In 2016, during the junior doctors’ strike, Lewisham Hospital nurse Anita Downs sent this open letter to Heidi Alexander, who was her MP and Shadow Health Secretary. Anita is now the convenor of Lewisham East Labour Left. She can be contacted at anitacmd@gmail.com
Dear Heidi,
At our Lewisham East Constituency Labour Party meeting on Friday, you said you wouldn’t be attending the junior doctors’ picket lines at Lewisham Hospital this Wednesday because you “also represent patients” whose treatment may be delayed by the strike. I am writing because I want to take issue with that, and urge you to change your mind.
As a member of your CLP, a nurse and branch secretary for Unite the Union, I was very interested to hear your report as Shadow Health secretary, glad you raised the junior doctors’ dispute and pleased you said you supported them – but therefore very disappointed when you said you wouldn’t join the picket lines.
As I said to you on Friday: this strike is to defend doctors’ terms and conditions, but also to defend the NHS. The same goes for the student NHS workers’ walk out about bursaries which will take place the same day. A victory for the doctors, and for the students, will benefit patients rather dramatically by boosting the fight to preserve the NHS. If you want to support the interest of patients, that is all the more reason to attend the picket lines.
We should be stressing that NHS workers’ and NHS patients’ interests are aligned, not counterposed. Patients who have appointments or procedures scheduled for 10 February may suffer some delays. But that is nothing compared to the disastrous consequences which will follow if the NHS is dismantled. It does not compare to the risks posed by having grotesquely overworked NHS staff making life changing decisions at the end of a 72 hour week. In any case, the blame for inconvenience lies with Jeremy Hunt and the Tory government. The junior doctors would be providing care as normal if the Tories were not attempting to wreck their contracts.
You must know that the junior doctors are in the front line of the fight to stop the imposition of even more unsociable hours on NHS staff, reducing safeguards which lessen the chances of overwork and so defend patient safety.
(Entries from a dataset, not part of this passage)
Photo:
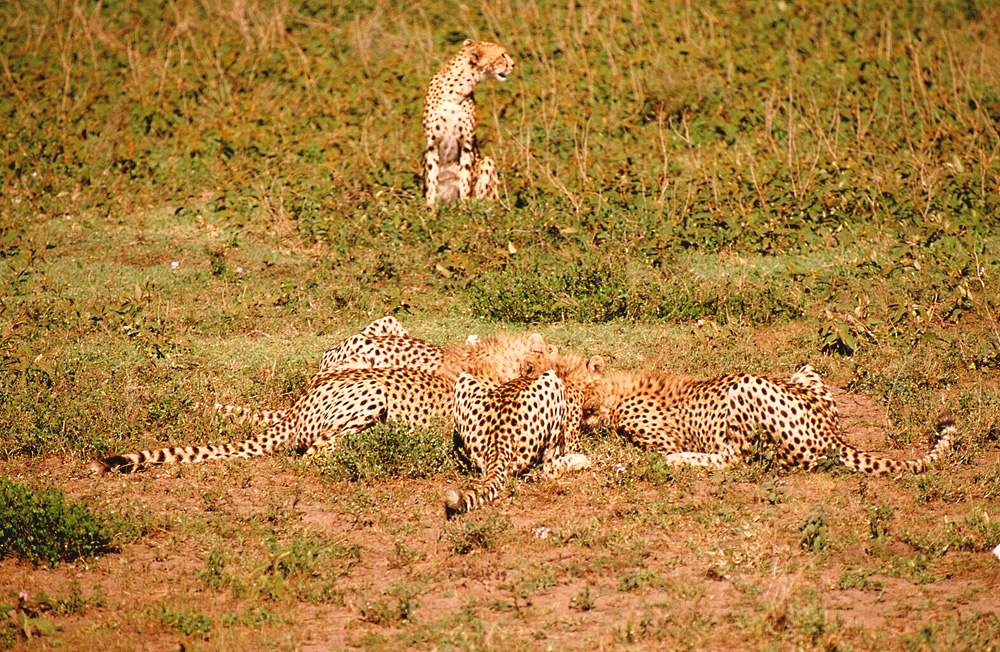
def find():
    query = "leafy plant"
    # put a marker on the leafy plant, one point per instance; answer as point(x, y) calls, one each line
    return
point(476, 531)
point(41, 526)
point(815, 532)
point(388, 450)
You should know that all this is part of a plan to cut back on unsocial hours payments and incremental pay rises for all NHS workers, to impose an arbitrary new working pattern on all areas of the health service, regardless of need or safety, and to beat down and demoralise the workforce to prepare the way for even wider privatisation. The consequences for patients are all too clear.
Unfortunately, many of my members in Unite, and many other NHS workers, already work for private companies with contracts in the health service. Many are on zero hours contracts and the minimum wage, many more just above such conditions, and many regularly report alarming health and safety issues all the time. My members are at the sharp end of contracting out and privatisation in the NHS, we see the harm it does, and so we are glad that the junior doctors are taking up the fight to protect safety as well as terms and conditions. Their fight is inspiring, and a victory for them will make us all stronger.
I am a member of the Labour Party because I want a party that will represent working people, a party that will stand alongside trade unions, a party that will defend, champion and restore the NHS. That is what Labour should be. Labour MPs should be well aware that going on strike should be the right of every worker, and more than that, that striking to defend our interests is legitimate and not something to be ashamed of. Now, every NHS worker will consider the issues extra carefully before going on strike – you must be aware of that too, aware that the junior doctors have not taken this course of action lightly and that they have worked hard to develop a strategy which combines hitting the Tories with protecting patient safety.
As Labour Shadow Health Secretary, then, you should be standing with the junior doctors – figuratively, yes, but also literally on the picket line. The doctors’ and their union are demanding solidarity; we all have a duty to answer their call, but you have an extra duty. People will notice what you do. You can make a real difference to helping the junior doctors win. If you want to support the doctors, support patients and support the NHS, you should reverse your decision and come down to Lewisham Hospital on Wednesday morning.